Winter:  Waterfowl are abundant – Brant, Black Duck, Pintail, Shoveler, Coot, Gadwall, Green-winged Teal, Snow Goose, Tundra Swan, Bufflehead, Red-breasted Merganser, Hooded Merganser and Double-crested Cormorant are common. Belted Kingfisher can often be spotted perched on snags. Great Blue Herons are conspicuous. Harrier, Bald Eagle and Peregrine Falcon are regulars. Deer wander in the frozen impoundments. Short-eared Owls hunt over the marsh at dusk, while Great-horned Owls call from the woods. Winter specialties to keep an eye out for include Rough-legged Hawk, Snowy Owl, White-winged Crossbill, Pine Siskin and Red-breasted Nuthatch.
Spring:  In mid-March, watch at dusk for American Woodcock near the grasslands. By mid-April, migrant songbirds fill the woods near the parking lot. Warblers include Pine,Yellow, Black-throated Green, Black-throated Blue, Bay-breasted, Wilson’s, Blackburnian, Magnolia, Hooded and Black-and-White, among others. Rose-breasted Grosbeak, Chipping Sparrow, Field Sparrow, Blue Grosbeak and Indigo Bunting call from the meadows. Look for Wood Ducks along Doughty Creek and the nearby Lily Lake. This is a good time to look for rare shorebirds such as Black-necked Stilt, American Avocet, Curlew Sandpiper, Baird’s Sandpiper, Black-bellied Plover and White Ibis. Listen for the signature whistle of Bobwhite near the grasslands. Muskrats are active in the impoundments and red foxes stealthily hunt the woodland edges. Raccoon and river otter can be tracked in the mud. Fowler’s toad, spring peeper, chorus frog, cricket frog, gray treefrog, spadefoot toad, leopard frog, marbled salamander, red salamander, four-toed salamander and red-backed salamander are among the amphibians on the refuge.
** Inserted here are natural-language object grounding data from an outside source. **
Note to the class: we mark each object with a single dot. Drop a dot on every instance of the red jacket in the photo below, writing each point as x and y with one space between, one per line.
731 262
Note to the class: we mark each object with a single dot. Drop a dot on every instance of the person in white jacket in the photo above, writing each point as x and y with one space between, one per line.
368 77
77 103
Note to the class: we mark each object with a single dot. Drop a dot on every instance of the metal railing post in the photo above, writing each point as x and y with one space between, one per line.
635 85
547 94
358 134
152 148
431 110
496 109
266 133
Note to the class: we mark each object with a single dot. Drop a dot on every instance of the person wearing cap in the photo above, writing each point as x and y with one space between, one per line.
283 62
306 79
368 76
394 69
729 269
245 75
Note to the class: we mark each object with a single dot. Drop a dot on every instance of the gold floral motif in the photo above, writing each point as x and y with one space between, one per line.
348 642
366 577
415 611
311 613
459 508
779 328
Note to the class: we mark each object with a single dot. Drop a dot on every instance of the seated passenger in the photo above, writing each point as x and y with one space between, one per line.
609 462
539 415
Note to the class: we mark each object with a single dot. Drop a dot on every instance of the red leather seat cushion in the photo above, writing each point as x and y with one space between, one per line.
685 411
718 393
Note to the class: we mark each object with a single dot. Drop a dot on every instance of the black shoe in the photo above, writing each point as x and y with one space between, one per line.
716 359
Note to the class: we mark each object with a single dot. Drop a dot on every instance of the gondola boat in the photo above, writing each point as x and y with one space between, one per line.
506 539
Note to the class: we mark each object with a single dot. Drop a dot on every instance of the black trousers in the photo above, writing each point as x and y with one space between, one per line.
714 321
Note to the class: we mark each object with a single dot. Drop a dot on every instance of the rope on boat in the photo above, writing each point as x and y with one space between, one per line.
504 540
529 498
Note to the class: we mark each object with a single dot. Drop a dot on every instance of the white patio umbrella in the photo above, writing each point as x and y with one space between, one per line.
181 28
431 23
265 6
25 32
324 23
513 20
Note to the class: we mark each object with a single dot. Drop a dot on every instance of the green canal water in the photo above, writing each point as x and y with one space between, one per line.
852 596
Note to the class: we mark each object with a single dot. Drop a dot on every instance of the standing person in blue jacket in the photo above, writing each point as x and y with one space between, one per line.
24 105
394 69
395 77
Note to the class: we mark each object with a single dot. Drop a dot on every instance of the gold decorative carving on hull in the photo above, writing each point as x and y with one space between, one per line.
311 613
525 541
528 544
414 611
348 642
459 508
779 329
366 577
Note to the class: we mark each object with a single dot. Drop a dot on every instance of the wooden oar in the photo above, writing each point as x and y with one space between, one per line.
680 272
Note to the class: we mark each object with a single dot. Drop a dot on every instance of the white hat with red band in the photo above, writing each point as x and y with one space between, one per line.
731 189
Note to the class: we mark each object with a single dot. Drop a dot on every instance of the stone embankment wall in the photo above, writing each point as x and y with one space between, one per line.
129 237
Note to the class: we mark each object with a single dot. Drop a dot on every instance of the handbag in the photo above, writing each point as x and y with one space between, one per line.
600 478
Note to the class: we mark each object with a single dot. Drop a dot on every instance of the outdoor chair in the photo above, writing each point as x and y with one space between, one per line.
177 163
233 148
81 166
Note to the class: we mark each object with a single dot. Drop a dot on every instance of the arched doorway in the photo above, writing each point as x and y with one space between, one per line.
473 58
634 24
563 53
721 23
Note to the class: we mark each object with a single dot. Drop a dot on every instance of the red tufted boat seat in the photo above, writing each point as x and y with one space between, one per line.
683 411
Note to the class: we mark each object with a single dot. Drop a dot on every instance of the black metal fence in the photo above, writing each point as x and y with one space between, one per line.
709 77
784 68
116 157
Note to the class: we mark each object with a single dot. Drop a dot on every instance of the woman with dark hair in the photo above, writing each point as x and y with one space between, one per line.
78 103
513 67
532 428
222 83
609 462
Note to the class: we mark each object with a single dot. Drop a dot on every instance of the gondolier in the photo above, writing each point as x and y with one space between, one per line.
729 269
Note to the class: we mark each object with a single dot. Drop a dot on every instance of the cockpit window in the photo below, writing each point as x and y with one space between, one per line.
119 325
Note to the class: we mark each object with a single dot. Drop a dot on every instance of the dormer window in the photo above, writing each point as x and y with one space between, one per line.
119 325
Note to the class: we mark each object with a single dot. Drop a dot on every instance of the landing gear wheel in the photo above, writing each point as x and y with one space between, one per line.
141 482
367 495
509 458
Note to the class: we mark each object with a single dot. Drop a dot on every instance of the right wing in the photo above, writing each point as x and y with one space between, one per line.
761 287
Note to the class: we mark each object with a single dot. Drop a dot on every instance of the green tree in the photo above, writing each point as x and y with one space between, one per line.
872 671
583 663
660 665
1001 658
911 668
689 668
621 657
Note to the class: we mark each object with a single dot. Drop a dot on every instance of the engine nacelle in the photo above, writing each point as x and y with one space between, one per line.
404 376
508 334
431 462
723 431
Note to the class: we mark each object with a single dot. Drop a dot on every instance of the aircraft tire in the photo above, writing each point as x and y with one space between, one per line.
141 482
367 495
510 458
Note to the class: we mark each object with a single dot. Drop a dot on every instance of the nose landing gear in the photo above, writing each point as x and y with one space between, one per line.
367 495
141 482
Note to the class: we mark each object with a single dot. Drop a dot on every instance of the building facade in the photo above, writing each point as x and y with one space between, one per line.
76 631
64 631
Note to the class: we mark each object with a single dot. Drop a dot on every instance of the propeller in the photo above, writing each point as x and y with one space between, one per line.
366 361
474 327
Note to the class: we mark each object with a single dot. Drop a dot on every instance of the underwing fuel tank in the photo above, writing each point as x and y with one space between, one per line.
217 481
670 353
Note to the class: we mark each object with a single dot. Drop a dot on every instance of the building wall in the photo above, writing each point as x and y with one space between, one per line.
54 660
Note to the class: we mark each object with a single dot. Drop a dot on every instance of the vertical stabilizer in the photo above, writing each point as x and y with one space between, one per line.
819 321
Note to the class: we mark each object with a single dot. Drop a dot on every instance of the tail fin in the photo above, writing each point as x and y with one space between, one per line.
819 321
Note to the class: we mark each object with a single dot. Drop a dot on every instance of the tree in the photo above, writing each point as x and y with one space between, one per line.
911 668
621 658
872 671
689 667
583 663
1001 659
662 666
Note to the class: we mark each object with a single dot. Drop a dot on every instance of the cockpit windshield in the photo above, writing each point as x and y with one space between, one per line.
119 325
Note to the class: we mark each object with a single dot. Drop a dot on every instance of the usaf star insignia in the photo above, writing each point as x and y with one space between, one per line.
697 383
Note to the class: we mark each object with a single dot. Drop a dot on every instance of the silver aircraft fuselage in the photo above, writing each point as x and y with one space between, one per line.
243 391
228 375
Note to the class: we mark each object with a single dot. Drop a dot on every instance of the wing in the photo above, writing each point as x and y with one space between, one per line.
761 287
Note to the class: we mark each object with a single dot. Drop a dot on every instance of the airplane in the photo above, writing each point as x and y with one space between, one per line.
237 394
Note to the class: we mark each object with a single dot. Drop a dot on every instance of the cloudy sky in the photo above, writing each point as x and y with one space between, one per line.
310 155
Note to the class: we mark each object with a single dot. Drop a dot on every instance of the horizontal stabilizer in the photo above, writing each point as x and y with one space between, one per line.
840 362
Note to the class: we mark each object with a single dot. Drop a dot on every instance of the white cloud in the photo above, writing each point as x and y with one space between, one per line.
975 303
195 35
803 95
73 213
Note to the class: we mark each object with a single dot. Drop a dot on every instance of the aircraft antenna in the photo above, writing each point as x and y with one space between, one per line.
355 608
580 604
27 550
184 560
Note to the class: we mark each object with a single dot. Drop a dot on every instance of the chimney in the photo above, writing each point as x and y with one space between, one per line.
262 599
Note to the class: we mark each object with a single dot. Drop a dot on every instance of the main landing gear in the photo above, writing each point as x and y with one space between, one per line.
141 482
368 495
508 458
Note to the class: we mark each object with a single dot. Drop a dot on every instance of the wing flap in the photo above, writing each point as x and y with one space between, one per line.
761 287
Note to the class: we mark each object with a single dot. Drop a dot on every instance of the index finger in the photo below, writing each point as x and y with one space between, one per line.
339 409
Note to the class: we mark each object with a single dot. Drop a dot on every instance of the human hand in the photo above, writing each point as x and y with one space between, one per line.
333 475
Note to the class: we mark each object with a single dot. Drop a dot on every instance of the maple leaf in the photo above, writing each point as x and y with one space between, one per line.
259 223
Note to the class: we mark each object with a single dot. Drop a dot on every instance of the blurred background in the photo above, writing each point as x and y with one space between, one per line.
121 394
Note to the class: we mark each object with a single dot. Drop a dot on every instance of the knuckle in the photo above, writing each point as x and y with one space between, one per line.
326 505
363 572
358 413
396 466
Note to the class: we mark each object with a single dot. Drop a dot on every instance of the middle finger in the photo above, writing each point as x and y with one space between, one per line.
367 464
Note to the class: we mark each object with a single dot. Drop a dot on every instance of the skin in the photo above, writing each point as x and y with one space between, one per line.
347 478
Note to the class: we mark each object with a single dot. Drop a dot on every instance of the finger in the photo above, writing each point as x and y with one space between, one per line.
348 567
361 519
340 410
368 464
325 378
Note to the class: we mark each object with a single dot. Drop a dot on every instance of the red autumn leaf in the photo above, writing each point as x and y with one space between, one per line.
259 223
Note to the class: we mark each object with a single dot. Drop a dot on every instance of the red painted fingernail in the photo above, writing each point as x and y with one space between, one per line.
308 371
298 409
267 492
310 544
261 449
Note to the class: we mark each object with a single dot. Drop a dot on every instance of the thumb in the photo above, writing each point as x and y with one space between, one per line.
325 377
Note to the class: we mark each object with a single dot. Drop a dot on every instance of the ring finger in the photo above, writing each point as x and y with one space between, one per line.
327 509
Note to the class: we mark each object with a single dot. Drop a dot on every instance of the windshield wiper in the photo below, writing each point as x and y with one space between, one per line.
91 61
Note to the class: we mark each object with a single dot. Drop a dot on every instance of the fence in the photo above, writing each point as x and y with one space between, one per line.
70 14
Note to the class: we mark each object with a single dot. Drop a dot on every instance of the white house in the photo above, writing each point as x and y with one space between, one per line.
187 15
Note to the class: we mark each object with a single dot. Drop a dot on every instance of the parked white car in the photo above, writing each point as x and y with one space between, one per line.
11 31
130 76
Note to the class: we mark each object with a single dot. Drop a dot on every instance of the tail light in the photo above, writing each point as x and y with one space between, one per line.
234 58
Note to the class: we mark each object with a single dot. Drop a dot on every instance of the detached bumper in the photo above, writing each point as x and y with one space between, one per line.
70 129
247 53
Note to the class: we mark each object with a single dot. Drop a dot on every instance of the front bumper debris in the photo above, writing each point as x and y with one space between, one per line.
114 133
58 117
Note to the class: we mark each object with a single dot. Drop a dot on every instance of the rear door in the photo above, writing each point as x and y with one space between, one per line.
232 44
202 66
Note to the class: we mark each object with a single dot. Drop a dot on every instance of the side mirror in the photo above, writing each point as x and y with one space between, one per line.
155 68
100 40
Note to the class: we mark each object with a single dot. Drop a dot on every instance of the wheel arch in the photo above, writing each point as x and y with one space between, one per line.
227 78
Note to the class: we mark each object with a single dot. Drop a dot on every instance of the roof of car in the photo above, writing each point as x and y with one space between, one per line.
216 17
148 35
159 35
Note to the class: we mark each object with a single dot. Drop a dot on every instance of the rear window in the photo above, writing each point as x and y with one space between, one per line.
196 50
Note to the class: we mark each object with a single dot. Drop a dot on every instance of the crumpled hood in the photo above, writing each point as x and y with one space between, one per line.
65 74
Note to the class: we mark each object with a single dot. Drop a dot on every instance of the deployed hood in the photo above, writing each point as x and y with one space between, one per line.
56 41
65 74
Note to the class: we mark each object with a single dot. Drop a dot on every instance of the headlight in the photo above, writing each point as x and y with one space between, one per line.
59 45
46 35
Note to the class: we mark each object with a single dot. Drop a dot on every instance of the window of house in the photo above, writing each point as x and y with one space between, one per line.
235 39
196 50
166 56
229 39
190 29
Summer:  Insect repellant recommended. Nesting songbirds include White-eyed Vireo, Brown Thrasher, Baltimore Oriole, Orchard Oriole, Eastern Bluebird, Eastern Towhee, Blue-gray Gnatcatcher, and Common Yellowthroat. The impoundments are teeming with shorebirds including Short-billed Dowitcher, Willet, Yellowlegs and Glossy Ibis. Eight heron species can be seen with diligent searching, with a Cattle Egret occasionally bringing the total to nine. Forster’s, Least, Common and Gull-billed Terns hunt the impoundments and marsh. Tree and Barn Swallows are abundant. Osprey nest on the platforms. Reptiles that can be found on the refuge include Eastern fence lizard, five-lined skink, black racer, black rat snake, pine snake, Northern water snake, hognose snake, rough green snake, ribbon snake, snapping turtle, painted turtle, mud turtle and diamondback terrapin. Butterflies and dragonflies are abundant. Chuck-will’s-widow calls from the woods at dusk and Common Nighthawks come out to hunt alongside bats.
Fall:  Ring-necked Duck, American Wigeon, Ruddy Duck, Pied-billed Grebe and Blue-winged Teal are among the waterfowl. Migrant songbirds include Palm, Blackpoll and Yellow-rumped Warblers, Golden and Ruby-crowned Kinglets, Cedar Waxwing, Hermit Thrush and White-crowned Sparrow. Caspian Terns and sometimes Black Terns stop to hunt over the impoundments. Shorebirds are moving back through, with rarities such as Marbled Godwit, Wilson’s Phalarope, Stilt Sandpiper, and Ruff turning up on occasion. Chipmunk, gray squirrel, red squirrel and opossum are among the mammals that may be glimpsed. Kestrel, Merlin, Broad-winged, Cooper’s and Sharp-shinned Hawk are common migrants. Golden Eagle and Goshawk show up on occasion.